The Commerce Department's decision to deem countervailable exporter Dongbu Steel's debt-for-equity swaps was unsupported, and violated the agency's own standard practice of not reexamining subsidy programs that were previously found non-countervailable without any new information, Dongbu Steel said in a March 17 complaint at the Court of International Trade (KG Dongbu Steel Co. v. United States, CIT #22-00047).

The exporter is challenging a countervailing duty administrative review on corrosion-resistant steel products from South Korea in which Dongbu Steel served as a mandatory respondent. In the original CVD investigation, Dongbu Steel got hit with a 1.19% CV duty rate based on benefits from the 2014 restructuring of its long-term loans and bonds by its creditors. In 2015 and 2016, though, Dongbu Steel's creditors committee greenlighted debt for equity swaps by both government-controlled and private commercial banks.

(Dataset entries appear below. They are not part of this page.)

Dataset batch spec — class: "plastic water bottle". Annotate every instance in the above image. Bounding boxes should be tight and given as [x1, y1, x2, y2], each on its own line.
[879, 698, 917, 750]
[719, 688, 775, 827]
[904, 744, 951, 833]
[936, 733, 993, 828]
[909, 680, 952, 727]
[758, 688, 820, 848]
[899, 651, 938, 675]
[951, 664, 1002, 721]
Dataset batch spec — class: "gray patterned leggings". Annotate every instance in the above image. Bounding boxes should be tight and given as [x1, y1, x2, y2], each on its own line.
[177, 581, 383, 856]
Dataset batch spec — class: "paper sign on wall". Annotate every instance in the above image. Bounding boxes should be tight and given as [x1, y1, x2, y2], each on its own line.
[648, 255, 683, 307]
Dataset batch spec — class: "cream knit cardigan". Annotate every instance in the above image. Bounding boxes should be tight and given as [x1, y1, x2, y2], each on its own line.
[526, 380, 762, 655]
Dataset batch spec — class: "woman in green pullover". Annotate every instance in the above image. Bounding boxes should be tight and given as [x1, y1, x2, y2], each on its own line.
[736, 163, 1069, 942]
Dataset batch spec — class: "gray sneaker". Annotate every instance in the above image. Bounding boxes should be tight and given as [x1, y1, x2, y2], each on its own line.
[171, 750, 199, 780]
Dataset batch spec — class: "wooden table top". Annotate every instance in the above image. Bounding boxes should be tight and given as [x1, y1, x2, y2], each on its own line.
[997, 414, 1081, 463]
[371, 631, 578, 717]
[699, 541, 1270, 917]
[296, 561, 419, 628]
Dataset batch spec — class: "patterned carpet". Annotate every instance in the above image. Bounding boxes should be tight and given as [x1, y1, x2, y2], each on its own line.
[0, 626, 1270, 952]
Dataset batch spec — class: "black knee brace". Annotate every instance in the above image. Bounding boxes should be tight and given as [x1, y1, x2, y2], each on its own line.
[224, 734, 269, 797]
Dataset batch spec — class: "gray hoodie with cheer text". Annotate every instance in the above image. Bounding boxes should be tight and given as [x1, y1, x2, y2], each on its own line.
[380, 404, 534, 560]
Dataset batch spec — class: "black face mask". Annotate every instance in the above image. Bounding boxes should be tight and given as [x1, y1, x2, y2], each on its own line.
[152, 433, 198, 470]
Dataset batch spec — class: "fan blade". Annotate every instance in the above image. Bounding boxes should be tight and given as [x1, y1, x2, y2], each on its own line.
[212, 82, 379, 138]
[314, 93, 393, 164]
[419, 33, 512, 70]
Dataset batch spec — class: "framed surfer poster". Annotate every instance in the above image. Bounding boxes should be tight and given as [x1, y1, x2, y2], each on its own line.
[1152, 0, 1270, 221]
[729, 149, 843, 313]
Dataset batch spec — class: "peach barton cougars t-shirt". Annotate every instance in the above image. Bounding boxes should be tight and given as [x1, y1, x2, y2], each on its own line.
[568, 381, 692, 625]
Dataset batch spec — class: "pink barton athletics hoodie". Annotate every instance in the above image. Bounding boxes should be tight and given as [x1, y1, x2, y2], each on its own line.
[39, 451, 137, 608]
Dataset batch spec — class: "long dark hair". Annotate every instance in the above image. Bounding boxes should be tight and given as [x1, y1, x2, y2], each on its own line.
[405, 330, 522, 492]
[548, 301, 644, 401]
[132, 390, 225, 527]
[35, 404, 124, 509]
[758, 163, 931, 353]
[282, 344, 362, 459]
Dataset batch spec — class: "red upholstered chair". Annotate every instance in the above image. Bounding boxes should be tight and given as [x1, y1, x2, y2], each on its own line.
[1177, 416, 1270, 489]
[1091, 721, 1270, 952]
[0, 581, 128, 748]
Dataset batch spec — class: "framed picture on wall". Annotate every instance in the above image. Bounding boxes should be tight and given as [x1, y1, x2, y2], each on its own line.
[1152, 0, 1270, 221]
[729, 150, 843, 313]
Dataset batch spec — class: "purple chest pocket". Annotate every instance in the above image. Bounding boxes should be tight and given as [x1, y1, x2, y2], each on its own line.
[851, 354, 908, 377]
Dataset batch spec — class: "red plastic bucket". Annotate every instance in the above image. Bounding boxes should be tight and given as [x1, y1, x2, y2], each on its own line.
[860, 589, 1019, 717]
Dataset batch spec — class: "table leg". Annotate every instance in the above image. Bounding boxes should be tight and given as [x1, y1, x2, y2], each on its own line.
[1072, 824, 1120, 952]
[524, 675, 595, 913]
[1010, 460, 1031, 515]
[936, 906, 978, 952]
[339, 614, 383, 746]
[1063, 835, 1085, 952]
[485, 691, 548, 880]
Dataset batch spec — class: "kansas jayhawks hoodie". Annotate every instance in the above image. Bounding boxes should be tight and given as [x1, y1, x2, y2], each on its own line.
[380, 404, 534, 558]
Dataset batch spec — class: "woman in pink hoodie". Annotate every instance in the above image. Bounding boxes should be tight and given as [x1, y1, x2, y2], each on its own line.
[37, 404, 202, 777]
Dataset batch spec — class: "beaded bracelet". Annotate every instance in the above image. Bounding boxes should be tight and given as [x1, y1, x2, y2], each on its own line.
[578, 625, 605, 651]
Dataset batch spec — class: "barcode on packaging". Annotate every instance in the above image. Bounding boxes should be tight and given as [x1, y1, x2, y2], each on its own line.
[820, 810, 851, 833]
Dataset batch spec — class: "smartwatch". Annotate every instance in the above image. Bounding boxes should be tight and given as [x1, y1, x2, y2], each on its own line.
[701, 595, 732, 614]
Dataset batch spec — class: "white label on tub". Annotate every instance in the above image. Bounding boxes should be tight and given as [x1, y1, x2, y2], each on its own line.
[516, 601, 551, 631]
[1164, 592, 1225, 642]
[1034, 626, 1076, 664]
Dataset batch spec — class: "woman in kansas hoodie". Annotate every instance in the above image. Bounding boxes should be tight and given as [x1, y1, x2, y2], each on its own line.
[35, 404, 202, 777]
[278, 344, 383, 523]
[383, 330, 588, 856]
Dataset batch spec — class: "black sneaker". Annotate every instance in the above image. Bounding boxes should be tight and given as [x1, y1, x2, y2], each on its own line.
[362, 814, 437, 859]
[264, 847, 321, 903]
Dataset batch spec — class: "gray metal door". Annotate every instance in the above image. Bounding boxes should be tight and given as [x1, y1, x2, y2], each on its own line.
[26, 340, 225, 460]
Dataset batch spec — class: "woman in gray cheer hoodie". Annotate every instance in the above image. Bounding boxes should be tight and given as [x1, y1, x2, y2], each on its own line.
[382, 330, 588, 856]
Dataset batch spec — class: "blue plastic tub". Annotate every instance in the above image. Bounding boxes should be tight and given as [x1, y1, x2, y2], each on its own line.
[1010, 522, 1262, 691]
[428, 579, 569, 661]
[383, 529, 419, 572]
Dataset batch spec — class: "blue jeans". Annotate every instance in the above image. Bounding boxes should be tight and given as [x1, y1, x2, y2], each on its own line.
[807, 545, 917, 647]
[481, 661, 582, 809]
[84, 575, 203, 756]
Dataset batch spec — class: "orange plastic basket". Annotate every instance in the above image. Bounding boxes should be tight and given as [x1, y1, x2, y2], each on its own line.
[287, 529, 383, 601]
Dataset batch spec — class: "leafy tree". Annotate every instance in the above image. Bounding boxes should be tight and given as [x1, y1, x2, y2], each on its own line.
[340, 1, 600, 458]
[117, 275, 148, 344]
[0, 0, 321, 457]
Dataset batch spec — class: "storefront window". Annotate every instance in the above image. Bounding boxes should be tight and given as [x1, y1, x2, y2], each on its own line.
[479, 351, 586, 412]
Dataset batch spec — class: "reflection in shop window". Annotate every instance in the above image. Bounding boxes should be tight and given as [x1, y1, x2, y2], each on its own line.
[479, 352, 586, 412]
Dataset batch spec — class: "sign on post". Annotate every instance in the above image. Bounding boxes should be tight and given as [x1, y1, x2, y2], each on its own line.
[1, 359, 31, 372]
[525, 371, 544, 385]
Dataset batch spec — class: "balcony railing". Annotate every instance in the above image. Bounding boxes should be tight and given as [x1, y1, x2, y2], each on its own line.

In the CV duty investigation, and following two CVD reviews, Commerce hit Dongbu Steel with a CVD rate based on its restructuring benefits over the petitioner's objections that Dongbu Steel was uncreditworthy. The agency continuously found that the debt for equity swaps were consistent with the usual investment practice of private investors and didn't confer a benefit to Dongbu Steel. Commerce changed its tune in the third review, finding the debt for equity swaps countervailable. In its complaint, Dongbu Steel says this change was made without any new record evidence.

Dongbu Steel contests Commerce's decision that the debt for equity swaps were countervailable, to pass through the swaps' benefits to KG Dongbu Steel despite a change of ownership in the next review and to calculate the uncreditworthy benchmark for the purpose of measuring the benefits of Dongbu Steel's restructured long-term loans and bonds.

"Commerce improperly calculated the uncreditworthy benchmark for purposes of measuring the benefits from Dongbu Steel’s restructured long-term loans and bonds," the brief said. "Similarly, Commerce improperly calculated the uncreditworthy discount rate for purposes of measuring the benefits from the equity infusions from government-controlled creditors."